Solar Hot Water Heaters: What Size Do You Need? Solar Hot Water Heaters: What Size Do You Need?
Installing a solar hot water heater has gained considerable popularity over the last decade. The main reason why is the potential energy savings a homeowner can enjoy. The use of such hot water heater can save a household up to 25 percent on a monthly electricity bill. It may take a few years to get a return on investment but it is well worth it, not only for the long-run savings but also for the immediate environmental benefits.
How Solar Hot Water Heaters Works
Using solar energy is an easy way to heat an entire household water supply.
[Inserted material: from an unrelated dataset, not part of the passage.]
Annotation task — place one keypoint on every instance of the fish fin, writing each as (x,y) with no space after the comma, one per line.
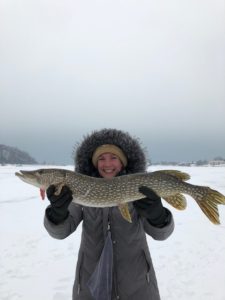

A glass collector has to be installed on the south side of the roof. It has to be positioned in a way to get as much sun as possible without any obstructions such as trees or shade from other nearby buildings.
A typical type of collector may consist of a ray of copper pipes surrounded by an absorbing plate in an insulated box. The box is covered by glass. The collectors are connected to a storage tank which holds preheated water.
The sun shines through the glass and heats up the plate, usually a copper plate, which is laminated to a heat transfer tubing that carry the liquid to a heat exchanger such as a water tank. Then that stored heat is used to warm the water inside in the tank.
This system can be integrated in a house using the existent water heating tank. Sometimes an additional water tank is needed to store as much preheated water as possible.
How to Determine the Size Needed
To size the system to be installed most solar hot water heater specialists first look at how many people are living in a household. The rule of thumb is to figure 20 square feet of collectors for every two people living under the roof.
An additional 8 square feet is added for every additional person if the house is located in a sunny climate. If the house is located in a colder, less sunny climate such as Northern United States or Canada, an additional 12 to 14 square feet should be added for every extra person in the household.
Sizing the Storage Tank
The goal is to have a system that meet 90 to 100 percent of the hot water demands in the summer months. For a small family of three people, a small 50- to 60-gallon tank is usually big enough. For a household of three to four people, a medium size tank of 80 gallons is needed to meet the demand. Bigger tanks have to be used for households with more than four people.
Sometimes when the demand for hot water is low, the system can be prone to overheating. The formula to prevent this to happen is 1.5 gallons of storage for every square foot of collector. It is recommended in very sunny areas to increase the formula to 2 gallons of storage per foot of collector.